B
Bloch
I've written a little script that uses mailbox manager to parse an mbox
file, strip off most of the headers, decode the body, and eventually print
the data that is encoded as text/plain. It works fine for messages that
are flat (i.e., multipart/alternative on the top level) and it can just
grab the plaintext attachments from 1 level down.
I run into problems when I hit multipart/mixed messages and I have to
descend down a level. I've been reading through the groups.google.com
archives and and the man pages of these modules and see that applying
these items recursively is tricky for inexperienced programmers -- which
I claim to be.
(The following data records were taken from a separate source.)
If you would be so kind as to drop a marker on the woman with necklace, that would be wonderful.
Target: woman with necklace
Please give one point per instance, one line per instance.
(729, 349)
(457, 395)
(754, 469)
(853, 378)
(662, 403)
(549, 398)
Can someone recommend a better way of getting to my desired
endpoint, or help me sort out how to get there using my existing approach?
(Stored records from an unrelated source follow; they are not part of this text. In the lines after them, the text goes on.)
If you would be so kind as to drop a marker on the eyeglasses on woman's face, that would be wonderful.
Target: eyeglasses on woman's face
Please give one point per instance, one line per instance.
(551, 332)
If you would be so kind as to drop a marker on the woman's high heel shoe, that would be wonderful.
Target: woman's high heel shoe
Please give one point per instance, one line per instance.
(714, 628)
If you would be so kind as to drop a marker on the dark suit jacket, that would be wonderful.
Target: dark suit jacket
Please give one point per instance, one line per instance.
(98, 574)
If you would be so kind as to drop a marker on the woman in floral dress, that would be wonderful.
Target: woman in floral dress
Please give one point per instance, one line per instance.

I've attached the relevent portion of my code and the output of
printStructure to give a better idea of the problem domain.
#!/usr/local/bin/perl
use Mail::Box::Manager;
use Date:arse;
use warnings;
use strict;
my $mgr = Mail::Box::Manager->new;
#my $folder_file = "/home/salvador/mail/releases"; my $folder_file =
"/home/salvador/mail/releases.old"; my $folder = $mgr->open(folder =>
$folder_file) or die "Could not open folder $!n";
my(@subject,@sender,@body,@time);
my $x = 0;
for ($folder->messages) {
$subject[$x] = $_->subject;
$sender[$x] = $_->sender->address;
$time[$x] = $_->get('Date');
#body[$x] = $decode = $_->decoded;
#$_->printStructure;
if($_->isMultipart) {
foreach my $part($_->body->parts) {
my $attached_head = $part->head;
my $attached_body = $part->decoded;
if($attached_head =~ /text\/plain/) {
# print "$attached_head\n";
# print "OK\n";
}elsif($attached_head =~ /multipart\/alternative/i) {
print "$attached_head\n";
print "Crap\! How do I parse the next batch of headers?\n"; print
"$attached_body";
}
}
}
$x++;
}
PARTIAL OUTPUT OF MESSAGE STRUCTURES:
OK:
multipart/alternative: KENNEDY: AMERICANS DESERVE BETTER THAN A
REPUBLICAN BUDGET THAT LEAVES THEM BEHIND (111850 bytes)
text/plain (47689 bytes)
text/html (62436 bytes)
OK:
multipart/alternative: Boxer Asks Legal Scholars on Dean's 'Impeachable
Offense' Comment (10116 bytes)
text/plain (2647 bytes)
text/html (5495 bytes)
OK:
multipart/alternative: Sen. Jeffords' Statement on ANWR/Defense Spending
Bill (8876 bytes)
text/plain (1030 bytes)
text/html (5864 bytes)
FAILS TO PARSE PROPERLY:
multipart/mixed: KENNEDY: REPUBLICANS BLOCK INTELLIGENCE BILL TO AVOID THE
TRUTH OF THE WAR (202224 bytes)
multipart/alternative (146945 bytes)
text/plain (54877 bytes)
text/html (91778 bytes)
application/msexcel (53598 bytes)
....
file, strip off most of the headers, decode the body, and eventually print
the data that is encoded as text/plain. It works fine for messages that
are flat (i.e., multipart/alternative on the top level) and it can just
grab the plaintext attachments from 1 level down.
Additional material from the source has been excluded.